А жители Северообезьяннска, покрасив героя истории и его перст в золотой цвет, с годами переменив почитание на снисхождение, тем не менее не изменили привычке собраний и все так же продолжают встречаться у его сияющих ботинок. А вот золоченых куполов и белых минаретов в Северообезьяннске никогда не было, зато есть ЗАГС. Позабыв о Боге, помни о ЗАГСе, спешащий на свидание обезьянн!

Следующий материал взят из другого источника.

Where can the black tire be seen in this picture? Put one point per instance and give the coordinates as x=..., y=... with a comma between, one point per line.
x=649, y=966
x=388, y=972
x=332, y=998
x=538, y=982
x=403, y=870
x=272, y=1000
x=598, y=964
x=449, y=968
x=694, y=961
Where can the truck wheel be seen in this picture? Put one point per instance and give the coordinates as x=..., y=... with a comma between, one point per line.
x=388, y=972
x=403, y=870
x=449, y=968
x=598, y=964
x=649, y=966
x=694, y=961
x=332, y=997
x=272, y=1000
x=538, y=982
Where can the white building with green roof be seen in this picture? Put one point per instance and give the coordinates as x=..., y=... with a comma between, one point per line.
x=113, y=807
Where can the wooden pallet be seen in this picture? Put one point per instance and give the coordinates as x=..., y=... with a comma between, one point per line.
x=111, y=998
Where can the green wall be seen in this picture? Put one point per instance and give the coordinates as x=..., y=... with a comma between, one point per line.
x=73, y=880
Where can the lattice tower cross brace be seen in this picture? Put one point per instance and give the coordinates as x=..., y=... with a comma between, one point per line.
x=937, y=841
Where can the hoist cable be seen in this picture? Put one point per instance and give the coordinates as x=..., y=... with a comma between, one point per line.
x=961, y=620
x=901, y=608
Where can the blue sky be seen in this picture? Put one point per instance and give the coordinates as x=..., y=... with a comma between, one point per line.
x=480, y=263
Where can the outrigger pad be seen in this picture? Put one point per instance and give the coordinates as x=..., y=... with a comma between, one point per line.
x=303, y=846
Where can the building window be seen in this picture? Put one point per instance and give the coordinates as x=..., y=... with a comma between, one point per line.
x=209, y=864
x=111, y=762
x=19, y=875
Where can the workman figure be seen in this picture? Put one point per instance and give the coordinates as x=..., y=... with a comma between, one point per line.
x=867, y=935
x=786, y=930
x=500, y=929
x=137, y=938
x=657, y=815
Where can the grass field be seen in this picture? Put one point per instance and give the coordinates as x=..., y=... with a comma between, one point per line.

Вот и Примат, а сегодня он резвый малый, не изменил общегородской традиции и назначил Шимпанзун свидание у Блистающего Тоталитарина, на вечер. А проходя мимо ее дома и мимо цветочно-газетно-сигаретного киоска, не удержался и, поддавшись хорошему настроению и влиянию надгоризонтного Олнцеса, обещающего теплый вечер и подменяющий в этих широтах и в это время ночь, купил-таки розу, но на этот раз белую. Начало лета, и белых роз полно — скоро экзамены и затем гуляющие белыми ночами выпускники, так что цветы пользуются спросом. Понимая, что поддался скорее чувству, а не разуму, и немного стесняясь цвета, он остановился у олнцесноносных ботинок знаменитого революционера.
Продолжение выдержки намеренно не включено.